Products include oils from the flower, like a pain-killing oil for medical use (with negligible amounts of the high-inducing THC compounds); fiber for for textiles and building materials, with even plans for biodegradable car parts; and biofuels. food, and skin and hair products from the seed.

Hemp for the flower, which demands more water, will be planted on the west side of the state, with plants grown for seed and fiber in the East to avoid cross-pollination.

GREEN FIELDS, RED TAPE

MONTANA FIRST AUTHORIZED the growing of industrial hemp back in 2001, with overwhelming bipartisan support. But federal law barred its production almost entirely until the Farm Bill of 2014 allowed states and universities to establish tightly regulated pilot programs.

But there are a lot of things in the way of the industry. Last year, Helena Valley farmer Kim Phillips lost her crop because she couldn’t irrigate it with water from the federally managed Canyon Ferry Lake.

Plants grown for seed and fiber in Eastern Montana in 2017.

She did manage to harvest four of the 12 acres she planted — pulling in 16 tons per acres, which “were chopped and fed to the cattle,” she said said at the Cannabis conference. “And they loved it.”

She likened to the federal regulations to “a stick in the spokes.”

Porterfield says the biggest hurdles for the industry — and ultimately for a potential boon for Montanans wanting to make things from the various parts of the pant — remains the federal government.

The state of Montana, he says, has done a great job to help launch the industry, but farmers still lack some of the most basic tools of the trade — namely insurance and banking services, both now severely restricted under federal law for both the medical and industrial plants.

Last year, a bill to allow insurers and banks to work with licensed industrial growers was introduced in the U.S. House, but it’s stalled.

Another hurdle, according to the Montana Department of Agriculture: getting seeds. Colorado and Oregon produce high-quality seeds, but they can’t legally cross state lines. Montana is working with the U.S. Drug Enforcement Agency to locate and certify domestic sources of seeds, a department spokesman said in an email, and the state has now has DEA permits to import seeds from Canada, Italy, Germany and Finland.

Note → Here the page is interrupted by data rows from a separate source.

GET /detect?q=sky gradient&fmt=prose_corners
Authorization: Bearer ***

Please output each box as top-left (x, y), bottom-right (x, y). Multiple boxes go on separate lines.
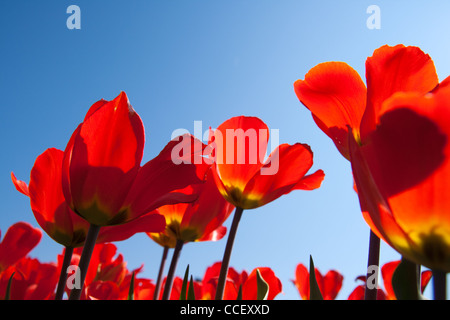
top-left (0, 0), bottom-right (450, 299)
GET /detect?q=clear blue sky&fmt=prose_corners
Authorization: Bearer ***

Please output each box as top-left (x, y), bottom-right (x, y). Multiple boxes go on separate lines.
top-left (0, 0), bottom-right (450, 299)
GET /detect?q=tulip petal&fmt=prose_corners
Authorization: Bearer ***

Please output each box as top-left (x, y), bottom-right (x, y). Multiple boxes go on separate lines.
top-left (97, 212), bottom-right (166, 243)
top-left (361, 45), bottom-right (439, 141)
top-left (11, 172), bottom-right (30, 197)
top-left (240, 143), bottom-right (324, 209)
top-left (0, 222), bottom-right (42, 271)
top-left (64, 92), bottom-right (144, 226)
top-left (180, 170), bottom-right (234, 241)
top-left (294, 62), bottom-right (366, 159)
top-left (242, 267), bottom-right (282, 300)
top-left (125, 135), bottom-right (209, 219)
top-left (362, 87), bottom-right (450, 270)
top-left (213, 116), bottom-right (269, 194)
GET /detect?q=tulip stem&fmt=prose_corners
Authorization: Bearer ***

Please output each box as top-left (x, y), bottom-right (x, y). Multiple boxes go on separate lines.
top-left (364, 230), bottom-right (380, 300)
top-left (215, 207), bottom-right (244, 300)
top-left (432, 270), bottom-right (447, 300)
top-left (162, 240), bottom-right (184, 300)
top-left (55, 247), bottom-right (73, 300)
top-left (69, 223), bottom-right (100, 300)
top-left (153, 247), bottom-right (169, 300)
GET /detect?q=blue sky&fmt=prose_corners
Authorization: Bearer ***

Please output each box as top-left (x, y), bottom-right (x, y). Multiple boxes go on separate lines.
top-left (0, 0), bottom-right (450, 299)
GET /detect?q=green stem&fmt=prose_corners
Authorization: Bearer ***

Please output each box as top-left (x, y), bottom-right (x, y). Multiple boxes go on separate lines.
top-left (55, 247), bottom-right (73, 300)
top-left (162, 240), bottom-right (184, 300)
top-left (364, 230), bottom-right (380, 300)
top-left (215, 207), bottom-right (244, 300)
top-left (153, 247), bottom-right (169, 300)
top-left (432, 270), bottom-right (447, 300)
top-left (69, 224), bottom-right (100, 300)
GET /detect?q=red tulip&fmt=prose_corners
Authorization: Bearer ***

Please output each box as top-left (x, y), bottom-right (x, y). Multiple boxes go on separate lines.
top-left (294, 45), bottom-right (450, 271)
top-left (58, 243), bottom-right (154, 300)
top-left (201, 262), bottom-right (282, 300)
top-left (211, 116), bottom-right (324, 209)
top-left (201, 262), bottom-right (248, 300)
top-left (0, 222), bottom-right (42, 273)
top-left (148, 170), bottom-right (234, 248)
top-left (347, 276), bottom-right (387, 300)
top-left (11, 148), bottom-right (171, 248)
top-left (0, 256), bottom-right (58, 300)
top-left (62, 92), bottom-right (201, 228)
top-left (294, 45), bottom-right (438, 160)
top-left (242, 267), bottom-right (282, 300)
top-left (381, 260), bottom-right (432, 300)
top-left (292, 263), bottom-right (344, 300)
top-left (350, 79), bottom-right (450, 271)
top-left (159, 277), bottom-right (202, 300)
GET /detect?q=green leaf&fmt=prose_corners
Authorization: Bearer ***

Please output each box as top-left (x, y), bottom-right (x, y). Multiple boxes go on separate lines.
top-left (128, 271), bottom-right (134, 300)
top-left (187, 276), bottom-right (195, 300)
top-left (180, 265), bottom-right (189, 300)
top-left (392, 258), bottom-right (423, 300)
top-left (309, 256), bottom-right (323, 300)
top-left (5, 272), bottom-right (15, 300)
top-left (256, 269), bottom-right (269, 300)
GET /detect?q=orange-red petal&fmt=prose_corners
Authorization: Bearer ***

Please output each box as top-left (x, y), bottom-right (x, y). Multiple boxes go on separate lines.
top-left (361, 44), bottom-right (439, 141)
top-left (0, 222), bottom-right (42, 273)
top-left (294, 62), bottom-right (366, 159)
top-left (243, 143), bottom-right (324, 209)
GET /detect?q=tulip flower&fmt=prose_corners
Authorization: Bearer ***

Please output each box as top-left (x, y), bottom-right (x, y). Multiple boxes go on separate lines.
top-left (348, 260), bottom-right (431, 300)
top-left (0, 222), bottom-right (42, 273)
top-left (148, 168), bottom-right (234, 299)
top-left (381, 260), bottom-right (432, 300)
top-left (58, 243), bottom-right (154, 300)
top-left (155, 277), bottom-right (202, 300)
top-left (0, 222), bottom-right (58, 300)
top-left (294, 45), bottom-right (438, 298)
top-left (62, 92), bottom-right (208, 299)
top-left (211, 116), bottom-right (324, 209)
top-left (292, 263), bottom-right (344, 300)
top-left (210, 116), bottom-right (324, 299)
top-left (0, 256), bottom-right (58, 300)
top-left (201, 262), bottom-right (248, 300)
top-left (11, 148), bottom-right (163, 248)
top-left (347, 276), bottom-right (388, 300)
top-left (11, 148), bottom-right (172, 300)
top-left (349, 81), bottom-right (450, 296)
top-left (201, 262), bottom-right (282, 300)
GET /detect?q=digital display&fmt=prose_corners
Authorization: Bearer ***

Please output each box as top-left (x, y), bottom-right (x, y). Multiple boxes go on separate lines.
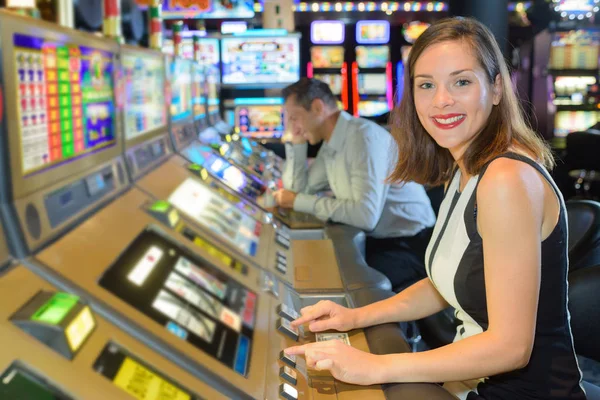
top-left (0, 365), bottom-right (72, 400)
top-left (94, 343), bottom-right (198, 400)
top-left (65, 306), bottom-right (96, 352)
top-left (235, 105), bottom-right (285, 139)
top-left (169, 178), bottom-right (261, 256)
top-left (221, 36), bottom-right (300, 85)
top-left (356, 46), bottom-right (390, 68)
top-left (310, 21), bottom-right (346, 44)
top-left (121, 51), bottom-right (167, 140)
top-left (358, 74), bottom-right (387, 95)
top-left (192, 63), bottom-right (206, 120)
top-left (31, 292), bottom-right (79, 325)
top-left (310, 46), bottom-right (344, 68)
top-left (356, 21), bottom-right (390, 44)
top-left (358, 100), bottom-right (390, 117)
top-left (13, 33), bottom-right (116, 175)
top-left (169, 58), bottom-right (192, 122)
top-left (313, 74), bottom-right (342, 96)
top-left (100, 228), bottom-right (258, 375)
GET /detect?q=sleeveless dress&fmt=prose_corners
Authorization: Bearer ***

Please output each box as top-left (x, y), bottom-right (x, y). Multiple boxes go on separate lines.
top-left (425, 153), bottom-right (586, 400)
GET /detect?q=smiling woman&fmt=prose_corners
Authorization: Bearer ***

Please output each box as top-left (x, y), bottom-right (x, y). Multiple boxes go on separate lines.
top-left (286, 18), bottom-right (592, 400)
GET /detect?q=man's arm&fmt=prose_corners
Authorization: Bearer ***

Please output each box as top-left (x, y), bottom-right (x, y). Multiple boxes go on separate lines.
top-left (294, 130), bottom-right (394, 231)
top-left (281, 143), bottom-right (328, 194)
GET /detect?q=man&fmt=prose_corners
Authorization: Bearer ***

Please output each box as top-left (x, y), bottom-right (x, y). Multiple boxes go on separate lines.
top-left (275, 78), bottom-right (435, 291)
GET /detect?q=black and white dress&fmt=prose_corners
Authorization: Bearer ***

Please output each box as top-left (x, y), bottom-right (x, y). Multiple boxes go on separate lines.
top-left (425, 153), bottom-right (586, 400)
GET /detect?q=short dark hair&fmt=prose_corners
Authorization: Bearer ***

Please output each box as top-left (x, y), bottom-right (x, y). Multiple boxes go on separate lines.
top-left (281, 78), bottom-right (337, 110)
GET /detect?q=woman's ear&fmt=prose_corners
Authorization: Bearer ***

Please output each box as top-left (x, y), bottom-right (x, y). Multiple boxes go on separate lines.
top-left (492, 74), bottom-right (502, 106)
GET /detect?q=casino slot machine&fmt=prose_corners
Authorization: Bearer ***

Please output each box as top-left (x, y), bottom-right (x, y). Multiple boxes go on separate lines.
top-left (0, 12), bottom-right (384, 399)
top-left (306, 21), bottom-right (350, 111)
top-left (352, 21), bottom-right (394, 118)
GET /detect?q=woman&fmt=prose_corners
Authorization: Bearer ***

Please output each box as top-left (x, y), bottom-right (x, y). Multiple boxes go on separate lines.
top-left (286, 18), bottom-right (586, 400)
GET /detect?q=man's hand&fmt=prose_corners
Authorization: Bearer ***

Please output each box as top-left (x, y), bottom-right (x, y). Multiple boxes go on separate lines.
top-left (273, 189), bottom-right (296, 208)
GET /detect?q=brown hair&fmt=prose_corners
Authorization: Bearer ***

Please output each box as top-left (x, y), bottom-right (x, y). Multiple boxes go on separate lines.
top-left (388, 17), bottom-right (554, 185)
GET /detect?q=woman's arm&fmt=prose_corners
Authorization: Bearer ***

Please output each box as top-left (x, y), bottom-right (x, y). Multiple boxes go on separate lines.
top-left (382, 159), bottom-right (545, 382)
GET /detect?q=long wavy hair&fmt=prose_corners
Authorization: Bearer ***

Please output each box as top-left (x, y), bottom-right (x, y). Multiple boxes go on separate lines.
top-left (388, 17), bottom-right (554, 185)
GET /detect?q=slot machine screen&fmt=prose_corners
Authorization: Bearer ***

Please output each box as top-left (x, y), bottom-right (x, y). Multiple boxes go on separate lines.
top-left (358, 74), bottom-right (387, 95)
top-left (221, 36), bottom-right (300, 85)
top-left (169, 58), bottom-right (192, 122)
top-left (314, 74), bottom-right (342, 96)
top-left (356, 46), bottom-right (390, 68)
top-left (310, 46), bottom-right (344, 68)
top-left (192, 63), bottom-right (207, 120)
top-left (100, 228), bottom-right (258, 376)
top-left (235, 105), bottom-right (285, 139)
top-left (121, 51), bottom-right (167, 140)
top-left (13, 33), bottom-right (116, 176)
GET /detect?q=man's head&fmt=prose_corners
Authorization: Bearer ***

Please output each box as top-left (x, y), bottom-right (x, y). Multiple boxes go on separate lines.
top-left (283, 78), bottom-right (338, 144)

KEEP YOUR POLLEN UNDER CONTROL

There are some other fundamentals for Montana growers to learn: They need specialized equipment for efficient harvests. They need security, or at least a way to let people know the plants aren’t marijuana and you shouldn’t try to steal them

And hemp for fiber and seed needs to stay away from medical marijuana grows, so the industrial plant doesn’t pollennate the medical plant and make seeds where they’re not wanted. So growers of both types of cannabis want clear regulations and knowledge of where the other is, with plenty of distance where needed.

Porterfield’s company is trying to make it easier for farms to get started, developing plant starts by the hundreds of thousands in a specialized facility in Corvallis, culling the males where needed, and helping out farmers with services from drip lines to fencing.

With the Farm Bill now allowing research on hemp, the farmers would also like to see some study here, at MSU — not just at academic giants like Perdue and Cornell.

“The next steps are wide open because the industry hasn’t really shown itself yet,” Porterfield said.